Project Shield price announced, $349.
Not bad but it's a 5-inch display? Is the controller detachable?
Can't see it faring better than other dedicated portable gaming devices of recent vintage, particularly those which are priced way above Nintendo's devices.
If Google chooses something other than a Tegra 4 for its updated Nexus devices this year, will Tegra 4 ship on fewer devices than Tegra 3 did?
If Tegra 4i can come even close to much larger SoC's such as S800 in terms of CPU/GPU performance, at a fraction of the SoC die size and at a fraction of the SoC cost, that would be huge in helping to enable high end smartphone performance at mainstream smartphone prices. It is much more practical to design a mainstream smartphone around a 60mm^2 SoC than a 120mm^2 SoC.
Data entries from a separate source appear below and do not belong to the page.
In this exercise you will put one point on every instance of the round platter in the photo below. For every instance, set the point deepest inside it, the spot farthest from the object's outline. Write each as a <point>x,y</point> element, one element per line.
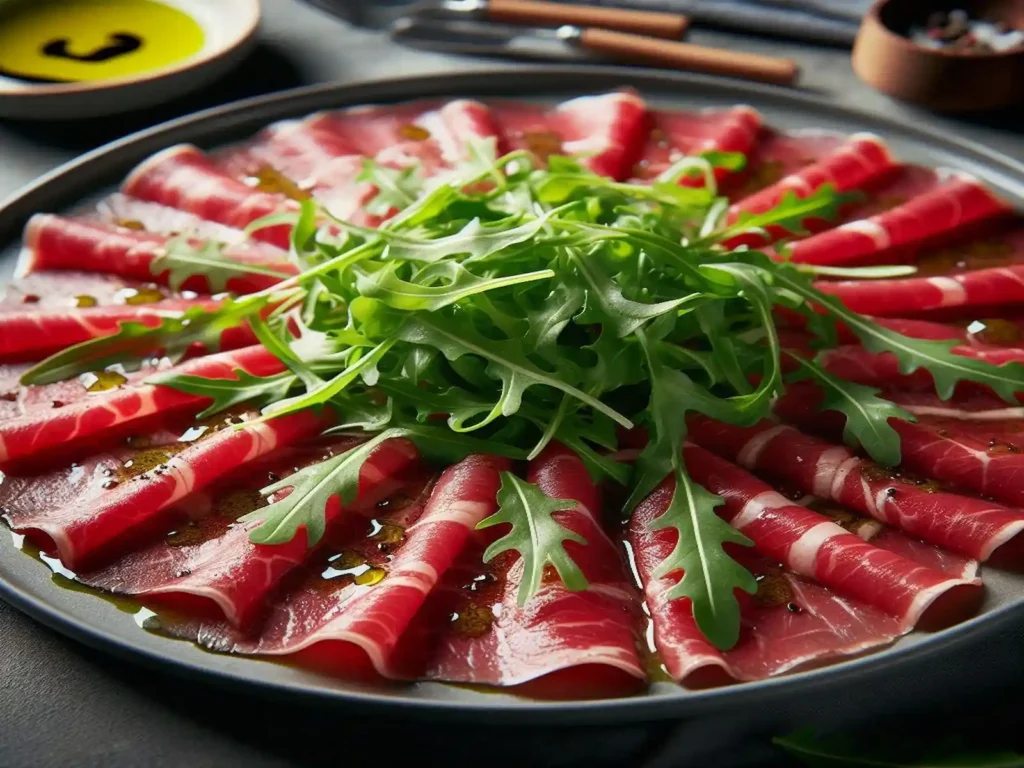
<point>82,59</point>
<point>919,666</point>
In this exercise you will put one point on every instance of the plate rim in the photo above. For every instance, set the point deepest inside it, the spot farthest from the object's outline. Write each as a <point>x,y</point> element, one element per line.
<point>245,35</point>
<point>556,79</point>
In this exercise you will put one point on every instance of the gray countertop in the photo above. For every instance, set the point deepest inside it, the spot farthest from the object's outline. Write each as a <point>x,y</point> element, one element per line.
<point>64,705</point>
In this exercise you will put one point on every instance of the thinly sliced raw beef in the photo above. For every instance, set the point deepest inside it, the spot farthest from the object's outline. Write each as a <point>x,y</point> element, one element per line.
<point>975,527</point>
<point>32,334</point>
<point>349,626</point>
<point>940,295</point>
<point>99,508</point>
<point>323,154</point>
<point>777,155</point>
<point>997,246</point>
<point>862,159</point>
<point>561,643</point>
<point>958,203</point>
<point>814,547</point>
<point>57,243</point>
<point>792,623</point>
<point>184,177</point>
<point>979,456</point>
<point>678,134</point>
<point>141,215</point>
<point>605,132</point>
<point>894,540</point>
<point>38,426</point>
<point>71,289</point>
<point>209,567</point>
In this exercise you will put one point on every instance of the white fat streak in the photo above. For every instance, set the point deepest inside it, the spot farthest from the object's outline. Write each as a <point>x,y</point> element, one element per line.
<point>755,508</point>
<point>154,160</point>
<point>925,598</point>
<point>869,228</point>
<point>825,468</point>
<point>804,551</point>
<point>751,452</point>
<point>842,472</point>
<point>463,513</point>
<point>998,414</point>
<point>1008,532</point>
<point>951,290</point>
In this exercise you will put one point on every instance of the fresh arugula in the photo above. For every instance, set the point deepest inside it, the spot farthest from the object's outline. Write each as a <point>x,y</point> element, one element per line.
<point>502,305</point>
<point>536,535</point>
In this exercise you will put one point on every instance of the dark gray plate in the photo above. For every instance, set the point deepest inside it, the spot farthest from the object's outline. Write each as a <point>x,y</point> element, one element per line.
<point>918,666</point>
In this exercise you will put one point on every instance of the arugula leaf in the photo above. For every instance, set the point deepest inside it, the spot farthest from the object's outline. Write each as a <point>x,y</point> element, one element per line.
<point>312,487</point>
<point>536,535</point>
<point>136,341</point>
<point>246,388</point>
<point>817,752</point>
<point>507,361</point>
<point>181,261</point>
<point>460,284</point>
<point>606,304</point>
<point>866,415</point>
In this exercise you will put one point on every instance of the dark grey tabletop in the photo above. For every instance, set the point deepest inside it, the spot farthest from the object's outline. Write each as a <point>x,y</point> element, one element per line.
<point>65,705</point>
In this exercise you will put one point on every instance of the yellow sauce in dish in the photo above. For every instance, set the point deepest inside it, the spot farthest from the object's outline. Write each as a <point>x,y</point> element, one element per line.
<point>88,40</point>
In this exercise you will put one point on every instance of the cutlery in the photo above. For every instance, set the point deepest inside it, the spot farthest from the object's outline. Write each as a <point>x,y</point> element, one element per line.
<point>587,43</point>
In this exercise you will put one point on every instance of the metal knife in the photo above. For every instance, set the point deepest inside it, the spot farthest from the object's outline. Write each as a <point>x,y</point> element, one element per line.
<point>587,44</point>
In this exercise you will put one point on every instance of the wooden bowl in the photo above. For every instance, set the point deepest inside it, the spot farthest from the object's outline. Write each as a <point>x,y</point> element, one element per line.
<point>938,79</point>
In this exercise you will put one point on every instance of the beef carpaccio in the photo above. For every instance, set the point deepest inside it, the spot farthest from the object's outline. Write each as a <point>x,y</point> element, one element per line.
<point>131,484</point>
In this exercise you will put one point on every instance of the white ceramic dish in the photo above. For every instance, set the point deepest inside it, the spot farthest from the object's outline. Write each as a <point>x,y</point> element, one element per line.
<point>229,30</point>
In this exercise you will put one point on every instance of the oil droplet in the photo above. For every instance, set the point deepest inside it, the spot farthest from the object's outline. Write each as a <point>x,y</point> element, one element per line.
<point>414,132</point>
<point>370,577</point>
<point>386,535</point>
<point>100,381</point>
<point>136,296</point>
<point>543,143</point>
<point>194,433</point>
<point>773,589</point>
<point>995,331</point>
<point>473,620</point>
<point>142,462</point>
<point>998,448</point>
<point>271,180</point>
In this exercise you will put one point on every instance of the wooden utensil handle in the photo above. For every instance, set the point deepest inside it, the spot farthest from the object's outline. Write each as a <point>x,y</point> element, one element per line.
<point>549,14</point>
<point>635,48</point>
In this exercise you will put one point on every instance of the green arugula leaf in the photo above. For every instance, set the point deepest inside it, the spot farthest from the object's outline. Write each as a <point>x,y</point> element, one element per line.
<point>507,361</point>
<point>536,535</point>
<point>817,752</point>
<point>606,305</point>
<point>312,487</point>
<point>246,388</point>
<point>181,260</point>
<point>866,415</point>
<point>136,341</point>
<point>459,284</point>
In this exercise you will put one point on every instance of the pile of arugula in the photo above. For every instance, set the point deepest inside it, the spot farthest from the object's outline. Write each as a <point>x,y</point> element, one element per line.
<point>523,305</point>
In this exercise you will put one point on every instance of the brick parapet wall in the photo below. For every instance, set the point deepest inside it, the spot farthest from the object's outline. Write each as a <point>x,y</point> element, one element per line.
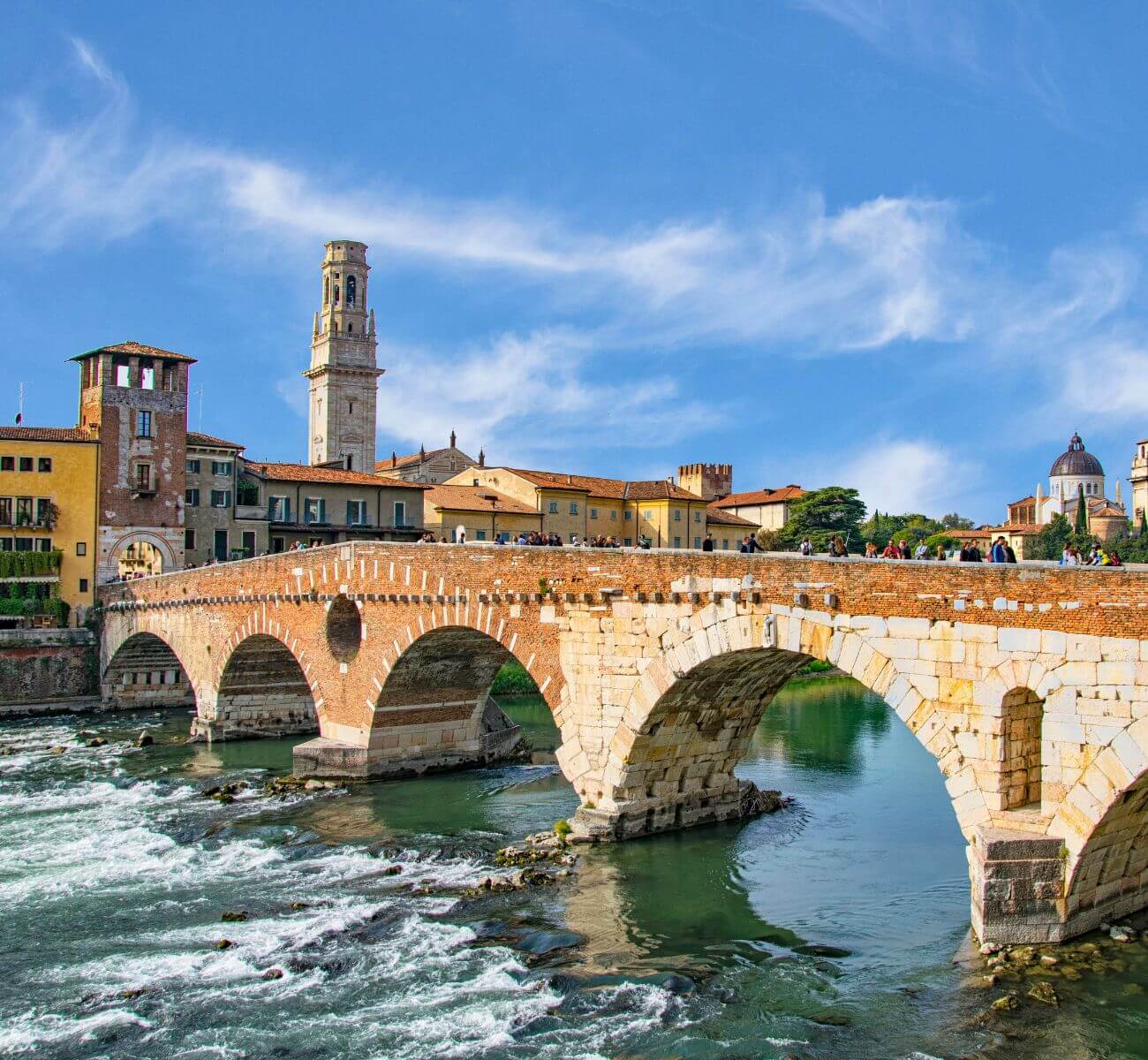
<point>1087,600</point>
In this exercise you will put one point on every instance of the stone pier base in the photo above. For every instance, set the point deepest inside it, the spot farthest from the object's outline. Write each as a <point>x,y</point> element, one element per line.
<point>1018,888</point>
<point>329,760</point>
<point>733,802</point>
<point>216,730</point>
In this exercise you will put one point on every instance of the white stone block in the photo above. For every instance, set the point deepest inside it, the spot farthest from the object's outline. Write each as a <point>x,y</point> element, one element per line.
<point>1018,640</point>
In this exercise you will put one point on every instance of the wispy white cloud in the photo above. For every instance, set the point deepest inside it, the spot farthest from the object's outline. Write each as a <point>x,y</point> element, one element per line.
<point>905,475</point>
<point>1013,54</point>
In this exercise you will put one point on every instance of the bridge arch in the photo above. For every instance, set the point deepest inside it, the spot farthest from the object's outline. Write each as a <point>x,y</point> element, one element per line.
<point>145,670</point>
<point>1103,823</point>
<point>434,708</point>
<point>689,722</point>
<point>262,691</point>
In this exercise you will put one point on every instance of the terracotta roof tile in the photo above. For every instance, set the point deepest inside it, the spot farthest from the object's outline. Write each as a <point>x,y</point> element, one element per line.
<point>136,349</point>
<point>761,496</point>
<point>194,437</point>
<point>715,515</point>
<point>45,435</point>
<point>477,498</point>
<point>618,489</point>
<point>306,473</point>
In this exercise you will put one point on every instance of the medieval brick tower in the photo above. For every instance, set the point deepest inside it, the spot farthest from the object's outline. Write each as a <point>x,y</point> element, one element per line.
<point>343,374</point>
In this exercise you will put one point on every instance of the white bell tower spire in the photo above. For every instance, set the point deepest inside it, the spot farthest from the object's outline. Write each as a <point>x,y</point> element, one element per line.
<point>344,375</point>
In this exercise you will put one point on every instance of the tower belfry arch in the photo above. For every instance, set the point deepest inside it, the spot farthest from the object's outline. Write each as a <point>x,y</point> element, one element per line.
<point>344,375</point>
Early signs are that the S800 will be faster than a Tegra 4. Whether we should believe that or not, I don't know. We'll have to wait for proper shipping devices to see how things compare.
BTW, I expect NVIDIA to sell roughly 100 000 Shields by the end of the year. Not much in the grand scheme of things.
Actually the expectation is that Tegra 4 will outperform S800 in most benchmarks (including SPECInt2000, Sunspider, Web Page Load, WebGL Aquarium, Google Octane, Geekbench, Kraken, Vellamo Metal, etc.), while Tegra 4i will be up to 80% as fast as Tegra 4. S800 will probably have an advantage over Tegra 4 in Coremark and Dhrystone, but not much else performance-wise. If you are referring to the leaked GFXBench 2.7 scores, note that this generation of ultra mobile devices are unplayable at 1080p Offscreen settings.
Incremental R&D expenditure for Shield is next to nothing compared to Tegra as a whole. At worst, Shield is an opportunity for NVIDIA to showcase new Tegra technology each year, and at best Shield is an opportunity for NVIDIA to provide a more optimal gaming experience on Android for end users.